Jay Naidoo (Pic: www.jaynaidoo.org)
Jay Naidoo has the bearing of someone who should be approached only if you have an urgent point to make about a global crisis. His goatee and mustache only enhance that effect. In reality, he is far more affable.
These days, Naidoo, a seasoned South African political dissident and campaigner who would easily fit in a Che Guevara music band, is comfortably ensconced in positions such as a member of the Broadband Commission of the International Telecommunications Union (ITU) and United Nations Educational, Scientific and Cultural Organization (UNESCO). He is also on the Global Advisory Health Board for the World Economic Forum and Patron of ‘Scatterlings of Africa’, a paleontological foundation linking archaeological sites across Africa.
But there was a time when Naidoo was one of the leading campaigners against South Africa’s apartheid.His official biography says that he was the founding General Secretary of the Congress of South African Trade Unions (COSATU) where he served three terms (1985 to 1993). “He was at the forefront of the struggle against apartheid leading the largest trade union federation in South Africa,” it says.
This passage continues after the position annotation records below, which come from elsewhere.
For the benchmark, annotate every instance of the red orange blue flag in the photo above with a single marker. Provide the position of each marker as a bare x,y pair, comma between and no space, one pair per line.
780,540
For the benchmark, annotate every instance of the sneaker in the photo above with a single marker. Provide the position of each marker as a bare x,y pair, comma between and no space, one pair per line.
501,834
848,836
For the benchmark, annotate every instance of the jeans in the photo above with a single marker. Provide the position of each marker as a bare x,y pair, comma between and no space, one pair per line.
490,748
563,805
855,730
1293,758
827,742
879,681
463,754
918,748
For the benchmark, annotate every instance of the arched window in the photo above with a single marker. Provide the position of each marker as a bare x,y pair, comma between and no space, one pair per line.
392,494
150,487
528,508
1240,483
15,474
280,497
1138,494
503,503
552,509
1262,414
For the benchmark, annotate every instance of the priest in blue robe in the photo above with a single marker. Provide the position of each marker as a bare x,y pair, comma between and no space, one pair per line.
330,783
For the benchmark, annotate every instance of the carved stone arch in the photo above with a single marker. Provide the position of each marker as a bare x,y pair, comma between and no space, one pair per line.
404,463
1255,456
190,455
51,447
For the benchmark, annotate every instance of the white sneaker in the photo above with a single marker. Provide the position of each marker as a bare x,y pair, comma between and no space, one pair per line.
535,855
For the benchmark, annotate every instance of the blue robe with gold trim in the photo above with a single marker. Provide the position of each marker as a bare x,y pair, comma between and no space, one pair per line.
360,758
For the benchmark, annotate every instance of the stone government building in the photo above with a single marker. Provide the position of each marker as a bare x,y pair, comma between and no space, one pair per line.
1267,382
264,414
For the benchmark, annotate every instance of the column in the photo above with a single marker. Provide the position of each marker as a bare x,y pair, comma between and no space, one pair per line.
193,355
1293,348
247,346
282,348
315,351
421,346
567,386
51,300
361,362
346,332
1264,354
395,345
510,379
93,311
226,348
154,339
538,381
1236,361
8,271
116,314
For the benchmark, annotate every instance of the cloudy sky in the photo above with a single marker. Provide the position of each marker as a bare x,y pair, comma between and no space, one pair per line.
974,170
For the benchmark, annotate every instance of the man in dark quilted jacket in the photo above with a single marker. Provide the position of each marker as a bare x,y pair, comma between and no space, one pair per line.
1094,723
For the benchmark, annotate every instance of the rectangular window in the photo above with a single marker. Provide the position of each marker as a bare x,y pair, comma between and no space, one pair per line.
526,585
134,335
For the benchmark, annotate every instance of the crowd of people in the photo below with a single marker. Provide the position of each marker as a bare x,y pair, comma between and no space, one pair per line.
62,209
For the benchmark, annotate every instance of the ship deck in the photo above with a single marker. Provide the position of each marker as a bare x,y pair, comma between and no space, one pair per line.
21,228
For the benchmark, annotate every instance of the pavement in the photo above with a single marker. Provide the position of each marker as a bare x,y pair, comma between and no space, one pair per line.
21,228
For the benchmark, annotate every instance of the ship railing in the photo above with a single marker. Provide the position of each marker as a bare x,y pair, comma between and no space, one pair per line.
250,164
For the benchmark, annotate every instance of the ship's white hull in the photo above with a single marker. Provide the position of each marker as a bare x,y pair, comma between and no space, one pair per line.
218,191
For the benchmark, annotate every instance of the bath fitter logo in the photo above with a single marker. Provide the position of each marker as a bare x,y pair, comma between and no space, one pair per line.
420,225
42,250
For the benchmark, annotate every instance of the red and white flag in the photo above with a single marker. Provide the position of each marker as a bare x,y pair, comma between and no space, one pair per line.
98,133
After apartheid was dismantled and with the rise of Nelson Mandela, Naidoo made an easy transition into political life. From 1994 to 1999, he was the Minister responsible for South Africa’s Reconstruction and Development Programme (RDP) in the Office of the President.He went on the become the Communications Minister in Mandela’s Cabinet.
I met Naidoo during a just concluded conference on global transformation in Mumbai. I was an observer on the sidelines. He was a participant who had just returned from one of New York’s two biggest billed annual gatherings in September every year—The Clinton Global Initiative. The other would be the United Nations General Assembly, although it is becoming harder to tell which one is more influential.
I conversed with Naidoo during various breaks yesterday but could not possibly write about it because I did not tell him that I was planning to. However, among the more interesting points he made about Africa in general during the deliberations, there was one about how the giant continent accounts for 70 percent of the world’s arable land. That makes it a prime agricultural real estate which major nation-states are eyeing and grabbing to ensure their own food security. (The last line is my construct and not his). China and India are among the prominent names that have rapidly established their presence there from the standpoint of food security, more so China than India.
Naidoo also mentioned how the continent’s population is likely to touch two billion from the current about one billion by 2050 and significantly impact the global dynamic. As the world’s other exploitable resource bases shrink, Africa remains largely untapped, although in recent years there has been a dramatic turnaround. China with her despot-agnostic foreign policy is able to exercise considerable influence by not making its economic aid conditioned upon political or human rights reform. India, on the other hand, has always taken a more nuanced and humanitarian route even while keeping her eye on the continent’s enormous natural potential.
One of these days I will interview Naidoo. For now, I have divested myself enough of free wisdom on yet another global issue.